Im Gegensatz zum FBI, das in der Entwicklung eines "Bundestrojaners" laut US-Medienberichten anscheinend schon weiter ist als das BKA und echte Online-Durchsuchungen mit dem Werkzeug "CIPAV" (Computer Internet Protokoll Address Verifier) durchführt, bevorzugen die Wiesbadener Ermittler laut einem Bericht des Computermagazins Chip das traditionelle, "robuste Agenten-Handwerk". Demnach soll die "Remote Forensic Software" (RFS) getaufte Schnüffelapplikation in der Regel nicht online auf den Zielrechner etwa mit einer E-Mail, einer manipulierten Website oder Huckepack über normale Downloads im Internet aufgespielt werden. Die Erfolgsaussichten dieser Methode schätzt das BKA als noch zu schlecht ein, sodass es den weniger unauffälligen direkten Zugang zu den Wohnräumen Verdächtiger in den Vordergrund rückt. In diesem Sinne hatte sich BKA-Chef Ziercke bereits auf einem Symposium Mitte Juli geäußert und betont, das BKA entwickele keine Schadsoftware oder Software mit eigenen Verbreitungsroutinen.

Konkret soll sich nach "Umfeld-Analysen" mit Hilfe verdeckter Ermittler ein BKA-Team heimlich in die vier Wände einer zu überwachenden Person vorarbeiten, dort zunächst Kopien von allen zu findenden Festplatten ziehen und die Daten analysieren. Wie BKA-Präsident Jörg Ziercke bereits wiederholt  ankündigte, werde daraufhin gleichsam in Einzelanfertigung die RFS gebastelt und direkt auf das Zielsystem zugeschnitten. Im Rahmen einer erneuten "Wohnungsöffnung" soll das modulare Überwachungsprogramm dann auf dem bereits in Grundzügen ausgeforschten PC installiert werden. Dies habe den Vorteil, auch gleich dort bereits installierte Sicherheitssoftware wie Firewalls neu einzustellen. Damit soll verhindert werden, dass diese beim "Nach-Hause-Telefonieren" der Schnüffelsoftware Alarm schlägt. Warum das BKA aber plötzlich heimlich in Wohnungen eindringen darf und wie bei der beschriebenen Vorgehen der spätestens nach dem Bundesverfassungsgerichtsurteil zum Großen Lauschangriff der absolut geschützte Kernbereich privater Lebensgestaltung ausgespart werden soll, bleibt auch nach den jüngsten Äußerungen aus dem BKA unklar.

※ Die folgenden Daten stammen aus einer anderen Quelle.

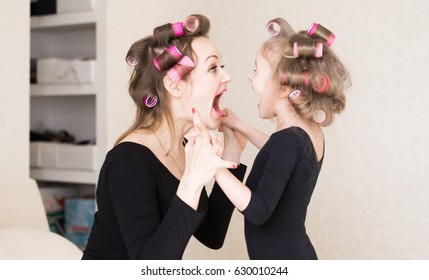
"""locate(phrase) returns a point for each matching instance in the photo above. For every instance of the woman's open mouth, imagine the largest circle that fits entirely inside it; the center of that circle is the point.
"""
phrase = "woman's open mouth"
(216, 101)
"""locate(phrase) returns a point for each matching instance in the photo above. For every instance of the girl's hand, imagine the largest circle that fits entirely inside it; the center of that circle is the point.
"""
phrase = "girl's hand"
(234, 145)
(203, 152)
(229, 119)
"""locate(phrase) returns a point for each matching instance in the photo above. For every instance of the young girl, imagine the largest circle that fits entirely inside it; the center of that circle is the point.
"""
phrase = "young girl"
(300, 82)
(150, 199)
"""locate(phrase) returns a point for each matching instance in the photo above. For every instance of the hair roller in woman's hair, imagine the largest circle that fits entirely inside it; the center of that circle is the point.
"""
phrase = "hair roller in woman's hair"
(319, 116)
(273, 28)
(175, 73)
(172, 50)
(320, 84)
(150, 101)
(132, 61)
(191, 23)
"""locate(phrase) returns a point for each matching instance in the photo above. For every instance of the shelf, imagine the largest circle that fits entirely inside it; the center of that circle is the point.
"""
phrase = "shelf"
(41, 90)
(63, 175)
(71, 21)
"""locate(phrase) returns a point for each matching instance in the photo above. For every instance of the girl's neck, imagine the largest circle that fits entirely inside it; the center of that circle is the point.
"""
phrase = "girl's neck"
(287, 120)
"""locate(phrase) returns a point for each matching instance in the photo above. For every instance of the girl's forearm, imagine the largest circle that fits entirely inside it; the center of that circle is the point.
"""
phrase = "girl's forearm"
(233, 188)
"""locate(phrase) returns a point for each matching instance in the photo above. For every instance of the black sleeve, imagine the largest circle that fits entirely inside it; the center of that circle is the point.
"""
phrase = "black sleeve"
(281, 161)
(213, 230)
(146, 234)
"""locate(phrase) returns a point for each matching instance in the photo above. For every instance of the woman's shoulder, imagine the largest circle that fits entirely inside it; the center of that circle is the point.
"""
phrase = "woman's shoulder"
(129, 151)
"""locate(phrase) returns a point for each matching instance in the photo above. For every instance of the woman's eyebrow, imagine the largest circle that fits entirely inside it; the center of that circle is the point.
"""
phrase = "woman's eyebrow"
(210, 56)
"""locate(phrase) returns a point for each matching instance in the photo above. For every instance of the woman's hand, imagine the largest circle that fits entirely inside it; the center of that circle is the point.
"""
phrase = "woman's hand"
(203, 152)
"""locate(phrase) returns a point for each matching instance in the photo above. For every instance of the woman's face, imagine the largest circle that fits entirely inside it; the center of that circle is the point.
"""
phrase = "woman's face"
(208, 81)
(261, 80)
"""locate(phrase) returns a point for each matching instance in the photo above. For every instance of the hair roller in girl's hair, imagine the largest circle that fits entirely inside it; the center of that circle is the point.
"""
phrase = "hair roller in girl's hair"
(132, 61)
(319, 50)
(319, 116)
(150, 101)
(328, 36)
(191, 23)
(320, 83)
(178, 29)
(295, 94)
(273, 28)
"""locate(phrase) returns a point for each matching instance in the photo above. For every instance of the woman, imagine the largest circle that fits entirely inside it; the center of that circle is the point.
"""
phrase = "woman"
(151, 199)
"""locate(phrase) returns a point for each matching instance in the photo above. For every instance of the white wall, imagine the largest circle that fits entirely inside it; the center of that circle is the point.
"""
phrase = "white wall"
(371, 201)
(14, 88)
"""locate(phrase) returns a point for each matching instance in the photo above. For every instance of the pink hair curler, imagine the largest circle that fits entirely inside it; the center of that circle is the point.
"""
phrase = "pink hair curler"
(295, 94)
(273, 28)
(191, 23)
(319, 116)
(312, 28)
(295, 49)
(150, 101)
(132, 61)
(330, 40)
(321, 84)
(174, 51)
(178, 29)
(306, 78)
(174, 73)
(155, 62)
(319, 50)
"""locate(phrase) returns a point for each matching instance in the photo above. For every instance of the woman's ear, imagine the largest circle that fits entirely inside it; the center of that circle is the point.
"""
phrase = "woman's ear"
(172, 87)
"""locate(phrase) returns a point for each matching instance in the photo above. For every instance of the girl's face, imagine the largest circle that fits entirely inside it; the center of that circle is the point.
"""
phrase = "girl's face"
(261, 81)
(208, 81)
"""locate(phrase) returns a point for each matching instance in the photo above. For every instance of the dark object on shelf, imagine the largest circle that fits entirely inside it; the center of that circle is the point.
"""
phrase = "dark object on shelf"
(50, 136)
(43, 7)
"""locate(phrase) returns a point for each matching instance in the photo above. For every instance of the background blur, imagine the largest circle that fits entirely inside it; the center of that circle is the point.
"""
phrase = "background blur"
(372, 198)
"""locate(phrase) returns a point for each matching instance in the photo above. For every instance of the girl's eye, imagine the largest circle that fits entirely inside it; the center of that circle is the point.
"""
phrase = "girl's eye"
(214, 68)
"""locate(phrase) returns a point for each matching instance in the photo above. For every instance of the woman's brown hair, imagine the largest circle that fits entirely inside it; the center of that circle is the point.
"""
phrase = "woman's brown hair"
(146, 80)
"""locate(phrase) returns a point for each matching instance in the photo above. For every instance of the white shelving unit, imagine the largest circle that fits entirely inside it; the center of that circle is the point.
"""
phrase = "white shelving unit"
(76, 108)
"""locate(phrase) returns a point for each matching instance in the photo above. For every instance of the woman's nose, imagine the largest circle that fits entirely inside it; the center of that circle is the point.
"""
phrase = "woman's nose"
(226, 77)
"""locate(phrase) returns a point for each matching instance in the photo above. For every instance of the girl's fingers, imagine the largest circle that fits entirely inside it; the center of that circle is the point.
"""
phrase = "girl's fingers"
(199, 125)
(228, 164)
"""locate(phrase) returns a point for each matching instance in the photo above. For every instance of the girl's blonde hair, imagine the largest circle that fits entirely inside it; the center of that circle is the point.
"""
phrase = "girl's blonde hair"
(305, 62)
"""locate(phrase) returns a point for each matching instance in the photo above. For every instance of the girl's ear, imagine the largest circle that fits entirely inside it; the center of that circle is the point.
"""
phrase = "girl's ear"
(172, 87)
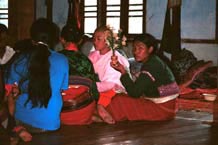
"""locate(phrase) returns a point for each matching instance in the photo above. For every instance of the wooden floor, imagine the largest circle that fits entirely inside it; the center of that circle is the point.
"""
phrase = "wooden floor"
(187, 129)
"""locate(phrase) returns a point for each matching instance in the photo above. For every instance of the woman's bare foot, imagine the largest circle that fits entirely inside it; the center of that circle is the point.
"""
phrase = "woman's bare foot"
(106, 117)
(96, 118)
(25, 136)
(22, 133)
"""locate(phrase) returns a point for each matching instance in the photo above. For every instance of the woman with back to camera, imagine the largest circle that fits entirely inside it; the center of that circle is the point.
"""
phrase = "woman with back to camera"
(41, 74)
(152, 96)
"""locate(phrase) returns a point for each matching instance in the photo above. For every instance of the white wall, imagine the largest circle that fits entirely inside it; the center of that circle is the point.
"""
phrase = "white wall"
(204, 52)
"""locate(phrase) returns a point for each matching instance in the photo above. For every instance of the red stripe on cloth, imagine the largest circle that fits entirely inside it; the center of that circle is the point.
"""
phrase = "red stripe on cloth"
(105, 97)
(123, 107)
(79, 117)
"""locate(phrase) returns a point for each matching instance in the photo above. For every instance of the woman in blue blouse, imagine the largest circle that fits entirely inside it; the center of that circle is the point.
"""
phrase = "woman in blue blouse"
(41, 75)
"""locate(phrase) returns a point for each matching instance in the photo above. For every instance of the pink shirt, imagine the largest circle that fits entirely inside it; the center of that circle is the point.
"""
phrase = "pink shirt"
(109, 77)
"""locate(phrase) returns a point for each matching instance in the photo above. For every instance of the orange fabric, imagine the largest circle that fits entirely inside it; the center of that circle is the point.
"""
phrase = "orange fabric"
(123, 107)
(73, 92)
(79, 117)
(105, 97)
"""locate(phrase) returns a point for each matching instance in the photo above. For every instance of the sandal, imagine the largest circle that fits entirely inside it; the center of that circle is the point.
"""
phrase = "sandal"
(105, 116)
(22, 133)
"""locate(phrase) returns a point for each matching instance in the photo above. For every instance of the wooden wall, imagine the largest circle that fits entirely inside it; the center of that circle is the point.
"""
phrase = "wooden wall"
(21, 16)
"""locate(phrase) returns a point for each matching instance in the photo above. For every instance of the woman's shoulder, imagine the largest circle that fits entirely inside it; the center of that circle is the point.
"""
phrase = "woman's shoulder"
(56, 56)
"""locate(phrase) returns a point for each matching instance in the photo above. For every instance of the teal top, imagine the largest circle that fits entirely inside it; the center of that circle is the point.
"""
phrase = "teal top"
(40, 117)
(144, 85)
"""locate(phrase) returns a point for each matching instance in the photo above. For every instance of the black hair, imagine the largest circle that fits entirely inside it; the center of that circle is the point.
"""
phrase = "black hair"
(148, 40)
(3, 28)
(43, 34)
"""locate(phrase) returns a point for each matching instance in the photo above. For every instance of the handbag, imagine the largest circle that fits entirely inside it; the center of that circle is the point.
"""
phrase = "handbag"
(77, 95)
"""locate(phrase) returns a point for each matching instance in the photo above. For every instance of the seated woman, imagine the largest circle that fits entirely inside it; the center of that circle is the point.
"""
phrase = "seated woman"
(41, 74)
(109, 78)
(152, 96)
(79, 65)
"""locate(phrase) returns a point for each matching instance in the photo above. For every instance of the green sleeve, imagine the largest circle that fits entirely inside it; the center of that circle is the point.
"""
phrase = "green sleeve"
(138, 88)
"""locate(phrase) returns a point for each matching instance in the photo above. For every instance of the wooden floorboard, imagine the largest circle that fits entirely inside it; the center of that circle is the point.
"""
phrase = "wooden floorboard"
(187, 129)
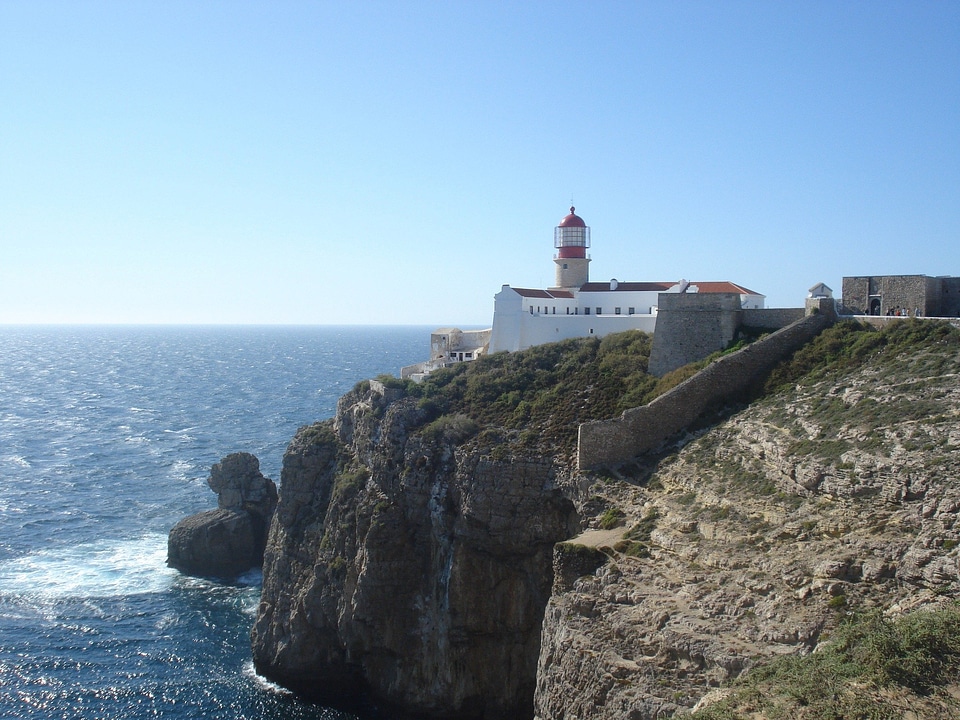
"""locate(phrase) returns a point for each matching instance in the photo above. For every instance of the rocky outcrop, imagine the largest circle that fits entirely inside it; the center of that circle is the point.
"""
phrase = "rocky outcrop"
(445, 578)
(407, 568)
(230, 540)
(756, 539)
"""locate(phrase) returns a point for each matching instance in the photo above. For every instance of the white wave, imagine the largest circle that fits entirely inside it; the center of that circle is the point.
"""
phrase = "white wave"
(107, 568)
(17, 460)
(261, 681)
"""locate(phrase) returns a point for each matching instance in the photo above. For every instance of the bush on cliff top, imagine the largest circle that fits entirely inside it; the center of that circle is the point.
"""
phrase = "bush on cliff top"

Mit dem hohen Aufwand will das BKA jedenfalls sicherstellen, dass es im günstigsten Fall nicht auf staatlich verordnete Sicherheitslücken oder die Zusammenarbeit mit Herstellern von Sicherheitssoftware oder Betriebssystemen angewiesen ist – ohne aber die Installation des Trojaners bei Verdächtigen über das Netz ausschließen zu wollen. Die Anbieter von Sicherheitssoftware hatten allerdings wiederholt darauf hingewiesen, heimliche Zugriffe der Polizeibehörde zur Durchsuchung von Computern über das Internet mit ihren Schutzprogrammen zu blockieren. "Im Interesse unserer Kunden weltweit gewähren wir keinen Institutionen Zugang zu Kundencomputern", betonte Andreas Zeitler, Geschäftsführer des Unternehmens Symantec Deutschland, gerade noch einmal in der Süddeutschen Zeitung. "Unsere Software wird also auch im Fall eines so genannten Bundestrojaners den Trojaner stoppen und entfernen." Auch der Geschäftsführer der Firma Kaspersky Lab, Andreas Lamm, erklärte, dass ein Spionageprogramm des BKA "vermutlich erkannt werden würde".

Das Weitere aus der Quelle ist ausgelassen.